Mubende, Uganda, 21 June 2017: Today marks the official launch of the new four year Mubende Comprehensive Eye Health project, targeting all age groups within society. This follows shortly after the completion of a successful East Africa Child Eye Health program which ran for the four years since 2012, under the Seeing is Believing initiative funded by Standard Chartered Bank.
The new program aims to deliver comprehensive eye health comprising the full package; promotive, preventive, curative and rehabilitative eye health services in the Mubende Health Region. It targets both adults and children as beneficiaries in four underserved districts of the Mubende Health Region in Uganda, namely; Mubende, Mityana, Kiboga and Kyankwanzi. To ensure sustainability these eye care services will be be integrated into the existing national health systems within the districts.

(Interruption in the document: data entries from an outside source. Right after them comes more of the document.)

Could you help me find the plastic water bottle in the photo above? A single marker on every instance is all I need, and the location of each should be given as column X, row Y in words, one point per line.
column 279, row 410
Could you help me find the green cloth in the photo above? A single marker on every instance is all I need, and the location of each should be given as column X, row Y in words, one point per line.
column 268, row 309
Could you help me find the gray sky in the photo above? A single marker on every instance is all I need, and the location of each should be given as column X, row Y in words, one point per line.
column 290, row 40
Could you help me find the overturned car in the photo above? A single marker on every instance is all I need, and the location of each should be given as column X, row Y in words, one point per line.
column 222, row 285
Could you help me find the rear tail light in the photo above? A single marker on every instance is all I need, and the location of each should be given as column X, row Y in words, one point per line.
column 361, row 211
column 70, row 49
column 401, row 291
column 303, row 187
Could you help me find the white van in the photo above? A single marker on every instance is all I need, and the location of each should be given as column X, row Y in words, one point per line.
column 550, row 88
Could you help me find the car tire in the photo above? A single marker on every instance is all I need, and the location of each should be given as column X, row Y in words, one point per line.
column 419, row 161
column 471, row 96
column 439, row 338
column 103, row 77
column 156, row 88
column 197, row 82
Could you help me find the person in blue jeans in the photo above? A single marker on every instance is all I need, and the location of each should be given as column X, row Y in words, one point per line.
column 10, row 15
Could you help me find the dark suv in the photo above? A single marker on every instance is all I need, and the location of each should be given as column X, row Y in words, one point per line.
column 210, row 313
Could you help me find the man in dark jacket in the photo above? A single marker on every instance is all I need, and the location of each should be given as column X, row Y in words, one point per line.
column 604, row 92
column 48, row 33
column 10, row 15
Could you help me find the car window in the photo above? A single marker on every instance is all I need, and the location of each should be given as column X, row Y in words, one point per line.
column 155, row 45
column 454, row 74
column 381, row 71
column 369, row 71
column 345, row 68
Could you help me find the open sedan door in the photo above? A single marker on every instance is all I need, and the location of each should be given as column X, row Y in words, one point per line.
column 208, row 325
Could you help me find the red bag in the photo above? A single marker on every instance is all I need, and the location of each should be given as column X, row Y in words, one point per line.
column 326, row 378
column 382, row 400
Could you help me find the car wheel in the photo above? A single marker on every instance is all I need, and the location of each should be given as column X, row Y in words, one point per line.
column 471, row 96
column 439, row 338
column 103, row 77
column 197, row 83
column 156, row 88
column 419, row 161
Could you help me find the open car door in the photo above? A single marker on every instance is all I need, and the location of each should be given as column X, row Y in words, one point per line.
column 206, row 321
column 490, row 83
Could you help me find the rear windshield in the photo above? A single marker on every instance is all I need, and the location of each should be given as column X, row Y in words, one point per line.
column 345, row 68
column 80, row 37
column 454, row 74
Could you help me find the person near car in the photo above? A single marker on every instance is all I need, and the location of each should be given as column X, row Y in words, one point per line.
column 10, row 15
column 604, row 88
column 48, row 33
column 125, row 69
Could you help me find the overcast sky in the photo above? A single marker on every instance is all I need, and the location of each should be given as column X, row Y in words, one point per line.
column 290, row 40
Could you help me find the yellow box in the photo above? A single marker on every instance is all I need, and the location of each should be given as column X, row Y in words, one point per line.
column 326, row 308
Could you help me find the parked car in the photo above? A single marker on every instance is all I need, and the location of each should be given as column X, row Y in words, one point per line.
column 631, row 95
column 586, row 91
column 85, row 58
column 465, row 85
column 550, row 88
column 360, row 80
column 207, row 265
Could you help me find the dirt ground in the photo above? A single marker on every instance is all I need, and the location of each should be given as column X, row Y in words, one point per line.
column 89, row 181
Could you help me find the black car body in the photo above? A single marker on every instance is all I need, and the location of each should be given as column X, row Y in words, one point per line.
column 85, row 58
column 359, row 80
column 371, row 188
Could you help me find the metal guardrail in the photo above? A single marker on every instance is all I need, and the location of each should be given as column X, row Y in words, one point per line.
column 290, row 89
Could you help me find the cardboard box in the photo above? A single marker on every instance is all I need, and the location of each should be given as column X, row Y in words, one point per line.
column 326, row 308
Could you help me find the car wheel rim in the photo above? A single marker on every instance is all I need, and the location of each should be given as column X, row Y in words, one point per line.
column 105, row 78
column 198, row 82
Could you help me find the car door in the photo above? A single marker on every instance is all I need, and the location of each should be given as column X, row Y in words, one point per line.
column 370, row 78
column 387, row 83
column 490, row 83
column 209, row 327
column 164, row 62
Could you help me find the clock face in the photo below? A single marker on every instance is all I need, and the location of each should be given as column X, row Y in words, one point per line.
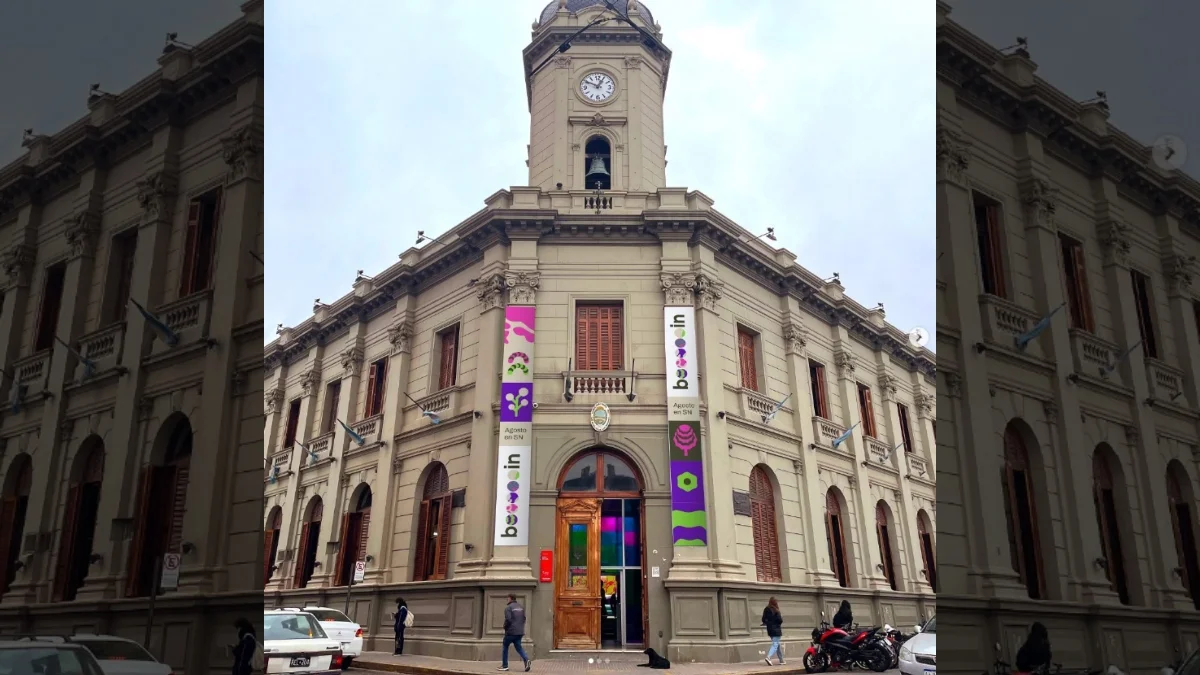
column 597, row 87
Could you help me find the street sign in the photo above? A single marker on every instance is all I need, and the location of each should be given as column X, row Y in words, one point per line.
column 169, row 572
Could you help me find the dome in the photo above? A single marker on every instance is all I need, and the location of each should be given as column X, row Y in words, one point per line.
column 576, row 6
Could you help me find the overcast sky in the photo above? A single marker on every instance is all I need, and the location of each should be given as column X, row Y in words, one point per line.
column 813, row 118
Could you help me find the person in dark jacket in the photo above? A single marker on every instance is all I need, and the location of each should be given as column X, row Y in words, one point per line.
column 401, row 615
column 774, row 622
column 845, row 617
column 244, row 651
column 1035, row 653
column 514, row 629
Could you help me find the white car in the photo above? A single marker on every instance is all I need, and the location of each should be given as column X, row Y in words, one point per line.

In Uganda, the Institute works in partnership with the Ministry of Health focusing activities on the realization of the current National Eye care Plan. The new program in Mubende seeks to strengthen community eye health by providing essential equipment to support service delivery of eye health services, including refractive services and access to rehabilitation and low vision services. The current National Eye care Plan recognises the need to better serve blind and severe visual impairment in children and adults, and improve service delivery by up-skilling existing eye health human resources.
Professor Kovin Naidoo, CEO, Brien Holden Vision Institute spoke positively on the new program. “We recognise the importance of working together with existing health systems to build sustainable eye care systems in collaboration. Being part of the broader development agenda is a logical fit for public health eye care programs and our global strategy is influenced by local and cultural understanding. With the new comprehensive services in Mubende we aim to address the community’s eye health needs for the long term through a broad strategy of increasing access and building capacity.”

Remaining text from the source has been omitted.